Motorway tunnels in Auckland or Sydney do not present this type of problem, because these tunnels run parallel to good quality local roads that can handle displaced night-time tunnel traffic.
Summary
The new Remutaka Highway will overcome a critical constraint on the economy of the Wairarapa and Greater Wellington regions. The highway is designed to be easily upgraded to a true dual-carriage motorway.
Motorways are by far the safest type of road. Remutaka Highway users can expect a big improvement in safety.
Putting a motorway through a tunnel, even with stopping shoulders, undermines the potential safety improvement. In addition, a highway tunnel requires continual monitoring by human operators, increasing the highway’s operating cost.
A highway tunnel will not be reliable, because of frequent closures. Some traffic will be able to detour over the existing Remutaka Hill Road. However, that winding dangerous road is not an option for users such as ambulance operators.
The RRAG business case shows two good routes for a tunnel-free Remutaka Highway.

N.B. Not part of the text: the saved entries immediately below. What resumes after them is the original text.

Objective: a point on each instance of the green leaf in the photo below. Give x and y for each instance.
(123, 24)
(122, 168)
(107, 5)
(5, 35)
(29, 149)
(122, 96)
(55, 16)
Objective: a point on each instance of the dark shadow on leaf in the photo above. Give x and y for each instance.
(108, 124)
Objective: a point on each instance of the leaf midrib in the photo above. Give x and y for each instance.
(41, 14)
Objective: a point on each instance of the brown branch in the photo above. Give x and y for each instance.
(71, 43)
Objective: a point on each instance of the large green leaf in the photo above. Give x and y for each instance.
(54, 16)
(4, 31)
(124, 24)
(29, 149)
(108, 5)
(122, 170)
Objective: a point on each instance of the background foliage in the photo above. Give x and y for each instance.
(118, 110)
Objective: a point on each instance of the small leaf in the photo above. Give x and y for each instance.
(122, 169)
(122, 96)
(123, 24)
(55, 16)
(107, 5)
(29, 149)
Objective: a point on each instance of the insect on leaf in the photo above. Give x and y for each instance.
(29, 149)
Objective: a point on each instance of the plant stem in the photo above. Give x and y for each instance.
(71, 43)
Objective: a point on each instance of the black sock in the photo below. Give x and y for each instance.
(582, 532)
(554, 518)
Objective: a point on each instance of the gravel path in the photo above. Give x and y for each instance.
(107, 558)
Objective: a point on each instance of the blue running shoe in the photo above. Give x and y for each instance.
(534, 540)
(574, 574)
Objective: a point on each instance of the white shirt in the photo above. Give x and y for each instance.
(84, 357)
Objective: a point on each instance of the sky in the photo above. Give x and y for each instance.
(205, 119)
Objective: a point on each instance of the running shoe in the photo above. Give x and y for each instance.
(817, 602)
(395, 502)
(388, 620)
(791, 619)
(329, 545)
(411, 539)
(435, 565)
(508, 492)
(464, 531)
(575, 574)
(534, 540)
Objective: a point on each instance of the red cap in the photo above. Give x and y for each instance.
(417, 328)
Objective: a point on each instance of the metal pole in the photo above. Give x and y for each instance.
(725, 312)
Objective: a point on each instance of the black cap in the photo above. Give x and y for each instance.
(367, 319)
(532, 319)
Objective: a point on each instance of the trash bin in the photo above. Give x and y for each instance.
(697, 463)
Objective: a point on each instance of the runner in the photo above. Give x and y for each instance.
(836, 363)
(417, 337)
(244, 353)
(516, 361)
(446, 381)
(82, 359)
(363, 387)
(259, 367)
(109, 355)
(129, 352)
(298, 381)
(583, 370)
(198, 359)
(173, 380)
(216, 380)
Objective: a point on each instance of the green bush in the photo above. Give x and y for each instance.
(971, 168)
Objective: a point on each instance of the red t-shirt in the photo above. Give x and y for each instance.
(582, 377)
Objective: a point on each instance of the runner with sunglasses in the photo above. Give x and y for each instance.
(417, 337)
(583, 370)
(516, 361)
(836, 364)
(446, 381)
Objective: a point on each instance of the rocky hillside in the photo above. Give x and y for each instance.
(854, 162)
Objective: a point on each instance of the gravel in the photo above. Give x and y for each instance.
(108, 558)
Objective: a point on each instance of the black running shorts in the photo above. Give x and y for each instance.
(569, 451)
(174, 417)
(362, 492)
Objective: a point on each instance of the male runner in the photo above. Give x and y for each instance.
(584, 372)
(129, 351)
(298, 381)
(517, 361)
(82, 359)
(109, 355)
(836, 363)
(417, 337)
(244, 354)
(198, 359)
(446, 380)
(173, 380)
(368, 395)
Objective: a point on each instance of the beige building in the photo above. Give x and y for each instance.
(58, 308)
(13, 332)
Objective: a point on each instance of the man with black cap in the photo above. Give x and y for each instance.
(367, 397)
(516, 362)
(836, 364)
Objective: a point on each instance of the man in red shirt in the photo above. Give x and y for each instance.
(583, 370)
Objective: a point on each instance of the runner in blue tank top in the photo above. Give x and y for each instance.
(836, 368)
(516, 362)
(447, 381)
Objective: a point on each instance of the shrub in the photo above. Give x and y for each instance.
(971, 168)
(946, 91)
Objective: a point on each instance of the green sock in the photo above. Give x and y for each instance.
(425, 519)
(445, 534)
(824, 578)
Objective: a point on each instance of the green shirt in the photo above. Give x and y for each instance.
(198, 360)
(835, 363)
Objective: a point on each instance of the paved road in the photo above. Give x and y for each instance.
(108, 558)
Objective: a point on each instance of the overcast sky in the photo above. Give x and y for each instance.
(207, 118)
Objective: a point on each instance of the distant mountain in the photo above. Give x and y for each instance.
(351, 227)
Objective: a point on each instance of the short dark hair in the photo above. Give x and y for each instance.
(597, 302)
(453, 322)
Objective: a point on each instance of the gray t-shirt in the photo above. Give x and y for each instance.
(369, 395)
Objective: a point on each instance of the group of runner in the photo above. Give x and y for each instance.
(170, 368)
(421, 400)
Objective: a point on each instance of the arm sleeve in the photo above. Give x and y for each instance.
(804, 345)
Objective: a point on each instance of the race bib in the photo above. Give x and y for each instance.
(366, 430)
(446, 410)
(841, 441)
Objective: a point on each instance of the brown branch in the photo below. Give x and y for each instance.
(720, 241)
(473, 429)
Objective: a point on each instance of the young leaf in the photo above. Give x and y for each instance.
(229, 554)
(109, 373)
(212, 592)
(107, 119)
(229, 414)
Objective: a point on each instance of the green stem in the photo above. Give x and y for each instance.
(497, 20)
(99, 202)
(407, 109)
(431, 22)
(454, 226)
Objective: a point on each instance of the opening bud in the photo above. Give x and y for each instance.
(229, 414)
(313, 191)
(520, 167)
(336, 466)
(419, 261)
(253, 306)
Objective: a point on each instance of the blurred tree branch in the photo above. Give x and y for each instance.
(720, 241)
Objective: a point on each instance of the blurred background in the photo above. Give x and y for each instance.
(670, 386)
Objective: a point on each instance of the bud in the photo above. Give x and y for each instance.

In my view, putting the new highway through a tunnel would be a mistake.
We are technorg.
Notes
1. Five percent gradient means one metre vertical climb for every 20 metres horizontal distance.
2. I have seen single-tube designs in which part of the tunnel is walled off as an evacuation gallery. However, RRAG has been advised that only a twin-tube design would satisfy current safety requirements in New Zealand.
3. Tunnel fire detection/suppression zones are usually 50 to 100 metres long.